QDA Miner is mixed methods and qualitative data analysis software developed by Provalis Research. The program was designed to assist researchers in managing, coding and analyzing qualitative data.
 
QDA Miner was first released in 2004 after being developed by Normand Peladeau. The latest version 6 was released in September, 2020. QDA Miner is widely used for qualitative research.
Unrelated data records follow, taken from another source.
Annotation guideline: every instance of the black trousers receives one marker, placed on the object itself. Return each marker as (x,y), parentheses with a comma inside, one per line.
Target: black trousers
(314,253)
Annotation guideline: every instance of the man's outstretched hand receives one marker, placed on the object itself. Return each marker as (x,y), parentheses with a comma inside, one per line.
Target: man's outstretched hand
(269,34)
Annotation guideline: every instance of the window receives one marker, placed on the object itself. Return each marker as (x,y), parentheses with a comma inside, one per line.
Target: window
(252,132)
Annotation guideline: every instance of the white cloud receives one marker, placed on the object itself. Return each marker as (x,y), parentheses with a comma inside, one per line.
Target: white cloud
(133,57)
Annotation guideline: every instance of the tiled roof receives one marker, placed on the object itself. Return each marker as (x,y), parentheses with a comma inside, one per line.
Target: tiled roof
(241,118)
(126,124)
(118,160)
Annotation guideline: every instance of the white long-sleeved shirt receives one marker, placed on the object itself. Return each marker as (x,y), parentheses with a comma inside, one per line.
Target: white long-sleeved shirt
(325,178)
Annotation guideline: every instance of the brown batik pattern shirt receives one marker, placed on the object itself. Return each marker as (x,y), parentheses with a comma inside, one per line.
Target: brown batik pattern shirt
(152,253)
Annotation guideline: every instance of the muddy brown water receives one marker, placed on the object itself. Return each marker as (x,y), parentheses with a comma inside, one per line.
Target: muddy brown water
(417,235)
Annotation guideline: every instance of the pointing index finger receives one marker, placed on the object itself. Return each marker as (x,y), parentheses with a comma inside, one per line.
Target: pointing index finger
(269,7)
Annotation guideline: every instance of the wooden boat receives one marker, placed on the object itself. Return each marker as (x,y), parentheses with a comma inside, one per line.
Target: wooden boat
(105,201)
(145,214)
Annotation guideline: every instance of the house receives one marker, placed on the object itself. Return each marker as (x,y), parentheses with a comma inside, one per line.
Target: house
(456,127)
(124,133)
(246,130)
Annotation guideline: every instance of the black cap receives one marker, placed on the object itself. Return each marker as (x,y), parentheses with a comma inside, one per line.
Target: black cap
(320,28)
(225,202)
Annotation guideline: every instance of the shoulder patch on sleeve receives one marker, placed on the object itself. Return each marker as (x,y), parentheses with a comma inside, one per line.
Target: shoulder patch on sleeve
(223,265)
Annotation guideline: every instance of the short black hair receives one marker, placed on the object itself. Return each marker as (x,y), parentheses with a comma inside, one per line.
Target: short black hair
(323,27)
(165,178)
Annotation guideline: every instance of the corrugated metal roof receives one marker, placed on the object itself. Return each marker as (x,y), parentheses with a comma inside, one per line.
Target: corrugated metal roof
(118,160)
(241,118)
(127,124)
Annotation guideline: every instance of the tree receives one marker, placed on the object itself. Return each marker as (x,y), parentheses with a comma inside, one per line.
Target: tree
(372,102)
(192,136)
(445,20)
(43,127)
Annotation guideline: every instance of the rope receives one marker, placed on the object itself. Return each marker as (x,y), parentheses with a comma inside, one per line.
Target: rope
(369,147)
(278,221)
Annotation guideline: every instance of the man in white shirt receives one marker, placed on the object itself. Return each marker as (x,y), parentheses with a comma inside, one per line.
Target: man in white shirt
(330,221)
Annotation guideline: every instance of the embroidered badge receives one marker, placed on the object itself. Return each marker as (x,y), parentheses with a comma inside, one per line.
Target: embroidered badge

It is used by market researchers, survey companies, government, education researchers, crime and fraud detection experts, journalists and others.
 
The data typically used with this qualitative research software comes from (among others), journal articles, script from TV or radio news, social media (such as Facebook, Twitter or reviews from websites), interviews or focus group transcripts and open-ended questions from surveys.

Release history
 QDA Miner 1: January 2004
 QDA Miner 2: June 2006
 QDA Miner 3: October 2007
 QDA Miner 4: December 2011
 QDA Miner 4 Lite: November 2012, a free variant of QDA Miner with reduced functionality 
 QDA Miner 5: December 2016
 QDA Miner 6: September 2020

Features of QDA Miner 6 
 New Grid mode for coding shorter responses
 Quotation Matrices
 Enhanced annotation feature
 Word frequency analysis and interactive word cloud
 Importation of Nexis UNI and Factiva Files
 Improved Importation of Excel, CSV and TSV files
 Deviation Table
 Export Results to Tableau Software
 Numerical Transformation
 Binning
 Support of Missing Values
 Silhouette plot
 Date transformation
 Improved code filtering feature
 Donut, Radar, 100% Stacked Bar and Area Charts
 Ordering of series in comparison charts
 Color Coding of items in Correspondence Plot
 Improved Bubble Chart
 Link Analysis Buffer
 New Table Format and Table Editor
 Several new options and interface improvements have been made to existing dialog boxes (code color selection, graphic options, etc.), management and analysis features.

Features of QDA Miner 5
 Import different formats of documents and images: PDF, Word, Excel, HTML, RTF, SPSS files, JPEG, etc.
 Import data from Facebook, Twitter, Reddit, RSS feeds within the software
 Import from directly reference managers tools and emails
 Perform GIS mapping with qualitative data
 Text retrieval tools: Keyword Retrieval, Query-by-Example, Cluster Extraction.
 Statistical functions:  Coding frequencies, cluster analysis, coding sequences, coding by variables.
 Visualization tools: multidimensional scaling, heatmaps, correspondence analysis graphic, proximity plot.
 GeoTagging (GIS) and Time-Tagging tools
 Report manager tool to store queries and analysis results, tables and graphs, research notes and quotes.